As part of the restructuring of Detroit’s finances during the bankruptcy process, there is a new pension program for current and future city workers that requires contributions from the employees. About 100 people attended a city-organized meeting Tuesday where they asked questions and voiced concerns about the plan, how they were notified about it and where it fit in the Chapter 9 timeline.
The city’s Chief Operating Officer Gary Brown said because there were so many questions, there would be a second meeting.
Terms of the new plan maintain parts of a defined benefit system but also require a contribution from current employees, which will be deducted from their salaries beginning July 14. For police and firefighters, the contribution will be 6 percent of their weekly pre-tax base salary, while non-uniform employees in the General Retirement System will contribute 4 percent. For employees hired after June 30, the contributions will be 8 percent.
Dubbed “hybrid” pension plan by some, the new arrangement has received some national attention as public pension funding is a concern across the country.
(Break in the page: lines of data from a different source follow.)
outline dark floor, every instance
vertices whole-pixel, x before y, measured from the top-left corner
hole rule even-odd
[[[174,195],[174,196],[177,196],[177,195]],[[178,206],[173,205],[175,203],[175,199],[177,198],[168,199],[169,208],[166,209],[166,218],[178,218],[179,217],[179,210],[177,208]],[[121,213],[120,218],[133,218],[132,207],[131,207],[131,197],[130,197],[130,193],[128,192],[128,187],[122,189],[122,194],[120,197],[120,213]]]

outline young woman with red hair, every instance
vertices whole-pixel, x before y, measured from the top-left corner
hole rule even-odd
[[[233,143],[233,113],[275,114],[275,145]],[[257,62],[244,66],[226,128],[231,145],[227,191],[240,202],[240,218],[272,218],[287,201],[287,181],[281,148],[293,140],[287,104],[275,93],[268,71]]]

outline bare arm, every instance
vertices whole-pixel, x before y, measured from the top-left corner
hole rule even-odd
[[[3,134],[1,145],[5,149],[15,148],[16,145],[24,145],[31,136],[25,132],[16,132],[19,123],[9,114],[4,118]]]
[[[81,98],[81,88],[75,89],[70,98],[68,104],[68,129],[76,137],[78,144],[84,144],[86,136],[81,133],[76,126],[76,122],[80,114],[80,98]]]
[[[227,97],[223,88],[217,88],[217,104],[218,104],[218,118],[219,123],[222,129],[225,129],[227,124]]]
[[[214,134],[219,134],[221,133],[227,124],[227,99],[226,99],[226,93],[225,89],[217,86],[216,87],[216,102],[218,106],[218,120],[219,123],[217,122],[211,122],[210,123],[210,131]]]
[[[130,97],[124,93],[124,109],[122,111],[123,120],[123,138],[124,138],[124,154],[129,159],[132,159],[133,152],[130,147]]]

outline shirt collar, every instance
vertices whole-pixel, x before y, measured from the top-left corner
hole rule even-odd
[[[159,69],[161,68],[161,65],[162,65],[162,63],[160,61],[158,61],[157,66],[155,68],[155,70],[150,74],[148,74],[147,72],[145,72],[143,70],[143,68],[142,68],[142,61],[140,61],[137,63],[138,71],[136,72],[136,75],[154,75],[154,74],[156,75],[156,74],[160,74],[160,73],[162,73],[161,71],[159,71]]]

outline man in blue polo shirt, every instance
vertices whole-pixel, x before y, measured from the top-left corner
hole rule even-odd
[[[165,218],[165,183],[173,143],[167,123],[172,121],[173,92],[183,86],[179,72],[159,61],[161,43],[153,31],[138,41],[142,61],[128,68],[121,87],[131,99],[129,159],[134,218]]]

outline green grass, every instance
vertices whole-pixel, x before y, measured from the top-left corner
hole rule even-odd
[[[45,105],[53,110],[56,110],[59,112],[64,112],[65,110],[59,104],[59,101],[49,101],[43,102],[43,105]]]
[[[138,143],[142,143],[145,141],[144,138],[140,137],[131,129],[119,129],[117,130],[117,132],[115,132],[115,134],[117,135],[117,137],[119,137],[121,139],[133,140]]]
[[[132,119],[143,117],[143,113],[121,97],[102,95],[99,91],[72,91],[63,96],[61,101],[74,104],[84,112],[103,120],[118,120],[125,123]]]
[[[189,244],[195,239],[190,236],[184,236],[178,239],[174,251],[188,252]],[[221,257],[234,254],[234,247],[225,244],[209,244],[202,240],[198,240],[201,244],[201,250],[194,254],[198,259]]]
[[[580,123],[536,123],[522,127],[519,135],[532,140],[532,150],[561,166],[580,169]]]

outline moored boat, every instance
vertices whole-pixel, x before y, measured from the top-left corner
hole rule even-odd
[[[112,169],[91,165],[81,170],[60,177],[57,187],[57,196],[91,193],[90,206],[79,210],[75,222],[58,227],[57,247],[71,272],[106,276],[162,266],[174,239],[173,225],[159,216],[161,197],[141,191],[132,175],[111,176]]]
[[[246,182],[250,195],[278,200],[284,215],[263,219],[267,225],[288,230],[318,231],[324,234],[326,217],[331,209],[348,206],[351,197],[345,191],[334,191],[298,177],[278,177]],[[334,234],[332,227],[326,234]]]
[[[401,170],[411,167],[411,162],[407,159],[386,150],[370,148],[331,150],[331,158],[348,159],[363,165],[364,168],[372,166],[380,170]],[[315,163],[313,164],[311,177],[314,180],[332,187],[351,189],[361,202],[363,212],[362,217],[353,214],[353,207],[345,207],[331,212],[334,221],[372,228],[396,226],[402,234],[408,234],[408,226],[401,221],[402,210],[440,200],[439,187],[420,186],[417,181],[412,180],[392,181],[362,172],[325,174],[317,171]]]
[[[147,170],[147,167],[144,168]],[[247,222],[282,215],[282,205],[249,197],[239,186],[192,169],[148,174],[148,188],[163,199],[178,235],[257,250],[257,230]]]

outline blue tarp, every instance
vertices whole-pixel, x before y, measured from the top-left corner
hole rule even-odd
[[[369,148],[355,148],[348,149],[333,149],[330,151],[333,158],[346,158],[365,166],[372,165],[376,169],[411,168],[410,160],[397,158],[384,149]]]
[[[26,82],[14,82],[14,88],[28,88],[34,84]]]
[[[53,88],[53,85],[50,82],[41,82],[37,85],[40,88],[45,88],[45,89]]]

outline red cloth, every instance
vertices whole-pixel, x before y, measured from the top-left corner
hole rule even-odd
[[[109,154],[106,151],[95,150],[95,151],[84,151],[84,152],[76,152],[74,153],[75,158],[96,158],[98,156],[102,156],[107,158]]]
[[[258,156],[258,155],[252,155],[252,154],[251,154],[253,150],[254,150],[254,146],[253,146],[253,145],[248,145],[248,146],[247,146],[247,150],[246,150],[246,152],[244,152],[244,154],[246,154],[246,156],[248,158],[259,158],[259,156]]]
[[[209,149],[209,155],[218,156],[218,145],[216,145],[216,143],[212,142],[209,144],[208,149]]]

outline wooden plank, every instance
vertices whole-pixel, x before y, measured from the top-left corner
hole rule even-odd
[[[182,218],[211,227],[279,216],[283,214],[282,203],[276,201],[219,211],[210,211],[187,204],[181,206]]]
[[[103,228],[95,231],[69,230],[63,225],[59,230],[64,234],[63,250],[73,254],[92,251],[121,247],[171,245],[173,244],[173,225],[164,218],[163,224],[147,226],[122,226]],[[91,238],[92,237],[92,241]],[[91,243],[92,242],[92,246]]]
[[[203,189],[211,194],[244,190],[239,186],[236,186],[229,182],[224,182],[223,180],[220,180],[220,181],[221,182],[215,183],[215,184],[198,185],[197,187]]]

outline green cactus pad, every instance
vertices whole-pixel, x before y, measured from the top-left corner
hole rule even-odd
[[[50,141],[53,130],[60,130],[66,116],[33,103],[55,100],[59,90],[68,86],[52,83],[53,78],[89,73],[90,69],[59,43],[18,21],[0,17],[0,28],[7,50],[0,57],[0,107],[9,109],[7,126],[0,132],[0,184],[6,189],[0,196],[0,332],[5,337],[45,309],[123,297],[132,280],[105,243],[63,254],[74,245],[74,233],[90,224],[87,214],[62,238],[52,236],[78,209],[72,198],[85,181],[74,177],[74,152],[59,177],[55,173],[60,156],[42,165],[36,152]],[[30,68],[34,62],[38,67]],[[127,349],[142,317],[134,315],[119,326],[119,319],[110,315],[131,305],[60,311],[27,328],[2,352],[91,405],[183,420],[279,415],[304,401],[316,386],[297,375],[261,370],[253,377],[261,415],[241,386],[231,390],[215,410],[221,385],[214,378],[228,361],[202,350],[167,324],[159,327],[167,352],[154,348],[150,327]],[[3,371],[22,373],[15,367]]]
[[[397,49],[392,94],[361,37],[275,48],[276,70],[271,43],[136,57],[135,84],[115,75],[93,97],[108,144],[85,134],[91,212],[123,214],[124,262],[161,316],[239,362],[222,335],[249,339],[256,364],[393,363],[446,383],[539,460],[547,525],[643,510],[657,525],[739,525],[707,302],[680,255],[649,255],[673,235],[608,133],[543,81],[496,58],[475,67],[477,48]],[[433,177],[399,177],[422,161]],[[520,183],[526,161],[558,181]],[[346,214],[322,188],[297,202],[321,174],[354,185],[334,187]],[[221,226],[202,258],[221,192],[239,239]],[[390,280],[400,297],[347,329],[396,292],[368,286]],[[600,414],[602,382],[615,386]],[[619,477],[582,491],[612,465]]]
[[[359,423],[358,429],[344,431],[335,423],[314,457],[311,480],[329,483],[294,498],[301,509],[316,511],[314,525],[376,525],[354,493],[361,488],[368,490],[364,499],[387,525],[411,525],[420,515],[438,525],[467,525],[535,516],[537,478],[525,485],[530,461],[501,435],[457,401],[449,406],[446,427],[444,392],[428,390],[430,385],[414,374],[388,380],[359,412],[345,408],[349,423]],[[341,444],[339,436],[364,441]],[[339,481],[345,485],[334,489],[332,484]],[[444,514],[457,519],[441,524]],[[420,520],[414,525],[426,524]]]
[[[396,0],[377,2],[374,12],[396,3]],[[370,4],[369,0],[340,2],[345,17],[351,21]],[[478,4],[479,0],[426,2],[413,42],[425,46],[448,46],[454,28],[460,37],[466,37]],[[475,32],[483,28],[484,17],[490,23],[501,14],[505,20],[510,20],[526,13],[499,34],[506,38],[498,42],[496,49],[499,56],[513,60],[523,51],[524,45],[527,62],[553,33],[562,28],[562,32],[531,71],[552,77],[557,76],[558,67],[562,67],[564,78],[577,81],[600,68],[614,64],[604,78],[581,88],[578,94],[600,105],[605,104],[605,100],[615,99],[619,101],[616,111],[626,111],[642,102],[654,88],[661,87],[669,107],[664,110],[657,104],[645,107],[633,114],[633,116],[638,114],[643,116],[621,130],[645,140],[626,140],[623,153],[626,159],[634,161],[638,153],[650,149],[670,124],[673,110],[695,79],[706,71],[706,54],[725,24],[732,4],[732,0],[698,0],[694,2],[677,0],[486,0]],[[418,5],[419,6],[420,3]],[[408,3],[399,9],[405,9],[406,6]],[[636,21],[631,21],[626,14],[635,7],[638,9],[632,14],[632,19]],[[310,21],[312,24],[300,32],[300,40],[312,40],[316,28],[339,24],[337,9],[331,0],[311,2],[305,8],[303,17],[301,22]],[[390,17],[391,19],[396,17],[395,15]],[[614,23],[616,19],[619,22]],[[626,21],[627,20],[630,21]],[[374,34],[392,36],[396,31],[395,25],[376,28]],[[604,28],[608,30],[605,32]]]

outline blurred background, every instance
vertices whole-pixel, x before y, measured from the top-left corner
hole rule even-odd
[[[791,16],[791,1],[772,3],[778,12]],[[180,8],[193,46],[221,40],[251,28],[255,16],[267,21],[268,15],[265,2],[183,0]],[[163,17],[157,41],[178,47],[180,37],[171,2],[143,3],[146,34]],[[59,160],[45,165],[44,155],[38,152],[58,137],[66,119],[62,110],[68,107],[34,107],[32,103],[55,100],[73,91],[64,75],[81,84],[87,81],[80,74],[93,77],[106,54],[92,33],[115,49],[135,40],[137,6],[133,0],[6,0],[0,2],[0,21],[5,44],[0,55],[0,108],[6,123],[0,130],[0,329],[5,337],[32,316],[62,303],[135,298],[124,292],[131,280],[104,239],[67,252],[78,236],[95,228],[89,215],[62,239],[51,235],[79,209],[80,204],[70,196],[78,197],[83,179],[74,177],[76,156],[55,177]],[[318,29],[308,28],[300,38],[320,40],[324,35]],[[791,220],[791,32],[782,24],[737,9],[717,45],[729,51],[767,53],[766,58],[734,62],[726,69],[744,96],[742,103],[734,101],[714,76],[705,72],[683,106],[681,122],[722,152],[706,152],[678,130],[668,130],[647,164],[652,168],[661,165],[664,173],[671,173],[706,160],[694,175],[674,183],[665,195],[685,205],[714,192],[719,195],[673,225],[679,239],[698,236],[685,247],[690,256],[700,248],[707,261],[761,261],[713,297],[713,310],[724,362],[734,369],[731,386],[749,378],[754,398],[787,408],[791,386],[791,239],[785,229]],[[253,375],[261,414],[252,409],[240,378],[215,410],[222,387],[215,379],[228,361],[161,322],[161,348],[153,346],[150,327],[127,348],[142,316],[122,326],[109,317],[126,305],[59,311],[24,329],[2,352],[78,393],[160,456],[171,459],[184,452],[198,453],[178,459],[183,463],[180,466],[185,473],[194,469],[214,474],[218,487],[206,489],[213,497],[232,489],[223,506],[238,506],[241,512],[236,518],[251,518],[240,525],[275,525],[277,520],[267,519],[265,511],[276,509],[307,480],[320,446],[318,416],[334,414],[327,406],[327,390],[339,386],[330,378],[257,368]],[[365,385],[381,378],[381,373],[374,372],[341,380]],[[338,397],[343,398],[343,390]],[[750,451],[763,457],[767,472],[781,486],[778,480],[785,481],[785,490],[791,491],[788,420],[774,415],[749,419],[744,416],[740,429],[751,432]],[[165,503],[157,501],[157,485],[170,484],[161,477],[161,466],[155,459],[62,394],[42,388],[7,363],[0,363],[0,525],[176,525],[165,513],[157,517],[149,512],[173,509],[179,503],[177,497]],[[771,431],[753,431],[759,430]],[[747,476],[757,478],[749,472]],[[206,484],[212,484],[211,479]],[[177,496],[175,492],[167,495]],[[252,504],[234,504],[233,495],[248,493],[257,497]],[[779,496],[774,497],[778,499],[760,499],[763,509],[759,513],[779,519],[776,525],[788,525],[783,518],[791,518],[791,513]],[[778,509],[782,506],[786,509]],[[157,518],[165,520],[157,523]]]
The Washington Post editorial board, for example, lauded the plan:
To be sure, the Detroit proposal runs counter to the conventional policy and legal wisdom about pensions, which holds that public workers may never be required to accept a downward adjustment in their vested rights, no matter the financial straits of the city or state that employs them. (Private-sector workers enjoy no such presumption.) But this is precisely why the Detroit idea, yet another positive result of emergency manager Kevyn Orr’s stewardship, is welcome.